Sempre fui péssimo jogando videogames. Aliás, esse é um dos motivos para eu ter começado a olhar computadores de outra forma. Sendo incapaz de “vencer a máquina”, talvez fosse mais fácil programá-la! Assim, de “jogador frustrado” iniciei, bem cedo, minha jornada como “amador remunerado“.

De tempos em tempos, faço uma nova tentativa como “jogador”, mas, sempre com resultados frustrantes. Há alguns anos, por exemplo, comprei um XBOX One para meu filho mais velho. Dediquei alguns dias tentando aprender o “jogo famoso” na esperança de ensinar (doce ilusão) o guri. Resultado: impaciente com minha “explicação”, ele tomou o controle das minhas mãos e chegou em poucos minutos a fase que eu havia demorado dias para chegar. Derrota!

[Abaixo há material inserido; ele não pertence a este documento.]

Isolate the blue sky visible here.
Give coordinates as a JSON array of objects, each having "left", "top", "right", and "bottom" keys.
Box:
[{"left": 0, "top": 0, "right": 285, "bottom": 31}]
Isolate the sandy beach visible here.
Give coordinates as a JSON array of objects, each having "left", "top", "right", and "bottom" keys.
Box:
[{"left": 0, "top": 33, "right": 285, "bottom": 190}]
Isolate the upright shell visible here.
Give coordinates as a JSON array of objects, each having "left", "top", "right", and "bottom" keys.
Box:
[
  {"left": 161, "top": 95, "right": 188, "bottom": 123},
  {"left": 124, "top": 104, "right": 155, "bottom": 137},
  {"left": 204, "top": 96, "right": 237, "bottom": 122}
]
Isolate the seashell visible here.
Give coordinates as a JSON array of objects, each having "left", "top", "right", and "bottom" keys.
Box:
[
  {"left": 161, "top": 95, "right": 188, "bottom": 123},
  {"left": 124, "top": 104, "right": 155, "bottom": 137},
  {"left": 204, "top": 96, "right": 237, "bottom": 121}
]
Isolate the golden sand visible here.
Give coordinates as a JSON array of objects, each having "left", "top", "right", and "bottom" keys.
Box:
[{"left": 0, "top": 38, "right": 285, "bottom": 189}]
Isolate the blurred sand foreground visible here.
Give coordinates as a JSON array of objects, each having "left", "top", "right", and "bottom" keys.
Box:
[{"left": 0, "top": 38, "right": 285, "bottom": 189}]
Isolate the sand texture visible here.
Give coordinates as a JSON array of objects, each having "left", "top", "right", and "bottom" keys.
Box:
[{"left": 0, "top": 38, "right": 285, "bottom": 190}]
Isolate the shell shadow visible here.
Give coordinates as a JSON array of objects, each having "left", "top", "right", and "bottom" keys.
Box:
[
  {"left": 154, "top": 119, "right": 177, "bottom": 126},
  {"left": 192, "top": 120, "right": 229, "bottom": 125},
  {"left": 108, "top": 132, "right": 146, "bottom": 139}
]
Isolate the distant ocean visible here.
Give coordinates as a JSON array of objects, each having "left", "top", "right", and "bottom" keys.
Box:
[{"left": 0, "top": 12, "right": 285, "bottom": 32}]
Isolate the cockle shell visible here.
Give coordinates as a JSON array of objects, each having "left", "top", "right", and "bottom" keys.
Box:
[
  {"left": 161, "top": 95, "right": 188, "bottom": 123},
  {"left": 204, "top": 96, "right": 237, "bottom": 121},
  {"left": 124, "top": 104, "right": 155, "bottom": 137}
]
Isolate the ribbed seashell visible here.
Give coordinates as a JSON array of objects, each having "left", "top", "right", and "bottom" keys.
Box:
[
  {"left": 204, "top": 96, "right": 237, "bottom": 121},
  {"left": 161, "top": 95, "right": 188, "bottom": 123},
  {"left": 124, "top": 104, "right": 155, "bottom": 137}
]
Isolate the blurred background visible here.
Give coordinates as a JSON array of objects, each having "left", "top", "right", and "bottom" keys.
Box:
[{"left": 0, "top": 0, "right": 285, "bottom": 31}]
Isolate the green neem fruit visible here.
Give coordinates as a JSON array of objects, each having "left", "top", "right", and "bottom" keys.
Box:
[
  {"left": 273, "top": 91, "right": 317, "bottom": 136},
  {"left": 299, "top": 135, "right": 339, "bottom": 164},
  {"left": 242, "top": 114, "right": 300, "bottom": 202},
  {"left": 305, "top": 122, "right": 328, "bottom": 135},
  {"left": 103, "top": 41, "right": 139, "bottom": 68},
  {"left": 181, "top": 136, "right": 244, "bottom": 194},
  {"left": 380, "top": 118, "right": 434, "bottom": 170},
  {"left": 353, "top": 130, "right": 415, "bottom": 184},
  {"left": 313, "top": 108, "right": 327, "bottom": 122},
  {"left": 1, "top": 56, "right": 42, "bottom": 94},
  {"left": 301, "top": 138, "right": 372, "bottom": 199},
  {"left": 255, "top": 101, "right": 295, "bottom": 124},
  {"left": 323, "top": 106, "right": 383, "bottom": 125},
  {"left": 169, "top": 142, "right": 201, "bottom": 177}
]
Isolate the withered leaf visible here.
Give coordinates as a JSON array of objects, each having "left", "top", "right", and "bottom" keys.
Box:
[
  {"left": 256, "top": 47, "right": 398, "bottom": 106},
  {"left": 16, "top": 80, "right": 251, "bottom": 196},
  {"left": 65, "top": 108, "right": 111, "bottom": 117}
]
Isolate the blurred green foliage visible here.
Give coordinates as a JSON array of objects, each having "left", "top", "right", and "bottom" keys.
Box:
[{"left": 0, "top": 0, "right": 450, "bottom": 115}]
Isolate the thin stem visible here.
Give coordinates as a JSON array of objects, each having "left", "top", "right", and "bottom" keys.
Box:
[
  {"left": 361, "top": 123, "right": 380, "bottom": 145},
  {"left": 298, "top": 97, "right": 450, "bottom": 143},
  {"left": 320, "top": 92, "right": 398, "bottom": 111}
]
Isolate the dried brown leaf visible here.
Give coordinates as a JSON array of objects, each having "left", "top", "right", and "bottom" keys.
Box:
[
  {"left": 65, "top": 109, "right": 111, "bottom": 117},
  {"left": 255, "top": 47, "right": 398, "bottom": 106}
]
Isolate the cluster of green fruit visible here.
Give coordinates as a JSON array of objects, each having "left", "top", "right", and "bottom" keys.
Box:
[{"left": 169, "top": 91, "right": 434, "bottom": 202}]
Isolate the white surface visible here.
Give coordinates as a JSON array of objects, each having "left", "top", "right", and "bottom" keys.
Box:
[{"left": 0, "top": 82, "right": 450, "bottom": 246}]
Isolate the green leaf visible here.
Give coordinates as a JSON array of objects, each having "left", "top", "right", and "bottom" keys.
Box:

Agora, em quarentena, nova tentativa. Nos raros momentos que tenho me permitido “folga”, resolvi encarar o Mário Tennis Aces (bem legal, a propósito). Tudo dava certo e eu, com natural dificuldade, conseguia avançar lindamente. Aos poucos, fui pegando o jeito e superando desafios, até, ter de encarar o “Boom Boom”! Raiva.

“Boom Boom”, meu adversário fez ressurgir alguns  fantasmas do passado. Novamente, comecei a me sentir incapaz de jogar e só não quebrei o pequeno console porque: 1) não faz meu feitio e; 2) o console não é barato e; 3) ele não é meu.

Foram dias tentando vencer aquele que parecia invencível – tudo isso em isolamento e distanciamento social. Quando eu achava que as coisas iriam melhorar e eu achava que era questão de tempo eu poder avançar, “Boom Boom” me humilhava. Não sei bem como, ele conseguia “devolver” meus ataques com contra-ataques ainda mais fortes. Além disso, os malditos Mechakoopas inundavam meu lado da quadra e explodiam perto de mim.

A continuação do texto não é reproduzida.